Idecabtagene vicleucel (ide-cel, ABECMA) is an autologous, B-cell maturation antigen-directed, chimeric antigen receptor (CAR) T-cell therapy, which has demonstrated significantly improved progression-free survival (PFS) and overall response rate (ORR) in patients with triple-class-exposed relapsed/refractory multiple myeloma (TCE RRMM). Here, we characterize cellular expansion of ide-cel in vivo and further evaluate associations between cellular expansion and clinical efficacy and safety endpoints. The exposure parameters of ide-cel were evaluated through non-compartmental analysis methods using the time course data of CAR transgene copy numbers collected from the ide-cel arm of Study KarMMa-3 (NCT03651128). Multivariable regression analyses were conducted between the exposure parameters and clinical responses to characterize relationships between cellular expansion in vivo and clinical outcomes and to evaluate potential effects of covariates on the exposure-response (E-R) relationships. There appears to be lack of a strong association between actual ide-cel dose and cellular expansion at the dose range evaluated in Study KarMMa-3. The multivariable E-R regression models suggest positive relationships between cellular expansion and clinical efficacy and safety endpoints, with higher exposure associated with longer PFS, higher ORR, and higher rates of cytokine release syndrome requiring tocilizumab or corticosteroids. The current analyses do not identify any clinically relevant covariate effects on the E-R relationships. The positive exposure-response relationships were found to be overall similar between KarMMa-3 and a previous study KarMMa. The modeling analyses, paired with clinical data, support extending the dose range from previously approved 300-460 × 10⁶ CAR+ T cells to 300-510 × 10⁶ CAR+ T cells for TCE RRMM patients.
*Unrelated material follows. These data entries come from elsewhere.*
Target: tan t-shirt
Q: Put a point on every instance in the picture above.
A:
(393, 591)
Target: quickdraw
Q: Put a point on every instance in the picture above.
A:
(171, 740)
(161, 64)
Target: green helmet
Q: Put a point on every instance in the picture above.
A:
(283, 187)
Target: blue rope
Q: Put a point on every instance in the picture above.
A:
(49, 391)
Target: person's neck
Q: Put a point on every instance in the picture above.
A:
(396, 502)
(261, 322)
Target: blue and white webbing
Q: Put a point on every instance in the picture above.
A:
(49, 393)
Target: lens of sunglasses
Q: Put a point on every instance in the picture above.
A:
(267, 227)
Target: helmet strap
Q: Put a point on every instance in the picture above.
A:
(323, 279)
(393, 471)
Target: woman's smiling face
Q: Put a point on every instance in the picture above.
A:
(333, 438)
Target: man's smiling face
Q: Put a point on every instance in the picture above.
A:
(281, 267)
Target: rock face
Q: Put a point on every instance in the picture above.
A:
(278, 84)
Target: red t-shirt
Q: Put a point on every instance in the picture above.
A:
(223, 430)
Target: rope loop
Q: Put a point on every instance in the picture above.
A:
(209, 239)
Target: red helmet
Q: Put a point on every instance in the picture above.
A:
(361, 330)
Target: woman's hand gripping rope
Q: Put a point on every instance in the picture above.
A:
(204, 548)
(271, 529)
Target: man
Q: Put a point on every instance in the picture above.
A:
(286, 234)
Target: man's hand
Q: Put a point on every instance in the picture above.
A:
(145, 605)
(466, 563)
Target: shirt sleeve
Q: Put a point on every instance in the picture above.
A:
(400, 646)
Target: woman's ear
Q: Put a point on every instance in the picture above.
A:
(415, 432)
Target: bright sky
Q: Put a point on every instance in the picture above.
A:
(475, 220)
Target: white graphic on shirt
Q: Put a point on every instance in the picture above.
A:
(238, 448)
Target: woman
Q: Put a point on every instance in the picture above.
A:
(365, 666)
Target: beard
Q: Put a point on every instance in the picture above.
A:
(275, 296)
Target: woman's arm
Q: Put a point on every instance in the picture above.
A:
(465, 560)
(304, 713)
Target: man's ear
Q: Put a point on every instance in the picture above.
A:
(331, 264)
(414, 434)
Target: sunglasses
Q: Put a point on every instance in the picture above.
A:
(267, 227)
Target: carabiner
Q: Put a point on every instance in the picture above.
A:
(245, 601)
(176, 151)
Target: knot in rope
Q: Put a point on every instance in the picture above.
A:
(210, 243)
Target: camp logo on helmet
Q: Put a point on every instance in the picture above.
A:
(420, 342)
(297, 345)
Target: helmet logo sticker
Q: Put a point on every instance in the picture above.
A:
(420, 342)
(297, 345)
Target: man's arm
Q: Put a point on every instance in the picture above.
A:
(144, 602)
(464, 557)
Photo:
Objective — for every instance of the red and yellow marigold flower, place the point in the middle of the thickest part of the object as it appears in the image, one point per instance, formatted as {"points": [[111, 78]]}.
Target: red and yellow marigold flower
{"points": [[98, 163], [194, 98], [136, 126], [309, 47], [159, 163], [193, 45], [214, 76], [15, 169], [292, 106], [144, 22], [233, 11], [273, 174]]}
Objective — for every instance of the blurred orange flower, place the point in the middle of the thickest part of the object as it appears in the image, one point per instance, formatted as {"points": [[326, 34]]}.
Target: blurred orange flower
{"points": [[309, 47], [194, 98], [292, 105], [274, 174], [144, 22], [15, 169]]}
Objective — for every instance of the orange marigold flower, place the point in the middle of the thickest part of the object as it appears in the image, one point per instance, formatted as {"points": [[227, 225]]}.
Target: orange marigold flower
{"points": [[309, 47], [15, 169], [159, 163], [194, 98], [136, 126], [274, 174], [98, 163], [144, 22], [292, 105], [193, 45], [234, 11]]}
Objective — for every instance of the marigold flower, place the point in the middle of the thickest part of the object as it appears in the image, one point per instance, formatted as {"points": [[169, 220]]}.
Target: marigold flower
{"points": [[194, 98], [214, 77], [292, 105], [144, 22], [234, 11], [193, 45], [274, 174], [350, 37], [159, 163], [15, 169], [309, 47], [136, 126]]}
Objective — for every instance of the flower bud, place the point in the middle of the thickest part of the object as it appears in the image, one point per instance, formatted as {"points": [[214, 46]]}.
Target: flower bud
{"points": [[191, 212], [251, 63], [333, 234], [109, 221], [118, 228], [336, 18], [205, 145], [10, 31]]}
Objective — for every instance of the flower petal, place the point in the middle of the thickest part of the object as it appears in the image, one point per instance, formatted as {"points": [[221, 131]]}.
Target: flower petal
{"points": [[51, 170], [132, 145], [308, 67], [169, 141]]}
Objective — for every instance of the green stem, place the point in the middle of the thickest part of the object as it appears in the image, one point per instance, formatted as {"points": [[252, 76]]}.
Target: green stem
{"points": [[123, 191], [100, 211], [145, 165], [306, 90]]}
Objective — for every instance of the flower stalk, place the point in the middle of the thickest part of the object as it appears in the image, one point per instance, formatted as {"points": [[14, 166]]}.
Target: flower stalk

Keywords: CAR T; cellular kinetics; exposure–response; multiple myeloma.

Figure 1

Predicted AUC0‐28D versus actual dose for the model fitted by KarMMa‐3 data. Open circles represent observed data. Solid line represents predicted dose–AUC0‐28D relationship profile for the reference patients and the shaded area represents the 95% confidence interval.

Figure 2

Graphical evaluation of exposure–response relationships for efficacy by quartiles of exposure metrics. (a) Progress‐free suvival by AUC0‐28D; (b) Duration of response by AUC0‐28D; (c) Overall response rate (ORR) by Cmax/Tmax (i.e., expansion rate); (d) Minimal residual disease (MRD) negative status with complete response (CR) by Cmax/Tmax) (i.e., expansion rate).

Figure 3

Graphical evaluation of E‐R relationship for safety events versus expansion rate. (a) Rate of cytokine release syndrome requiring tocilizumab/siltuximab treatment (tCRS); (b) Rate of CRS requiring corticosteroid treatment (sCRS); (c) Rate of CRS at all grades; (d) Rate of CSR at Grade 3 or above; (e) Investigator‐identified neurotoxicity at Grade 2 or above; (f) Cytopenia Grade 3 or above without showing recovery to less than Grade 2 within Month 1. Note: Expansion rate is defined as Cmax/Tmax.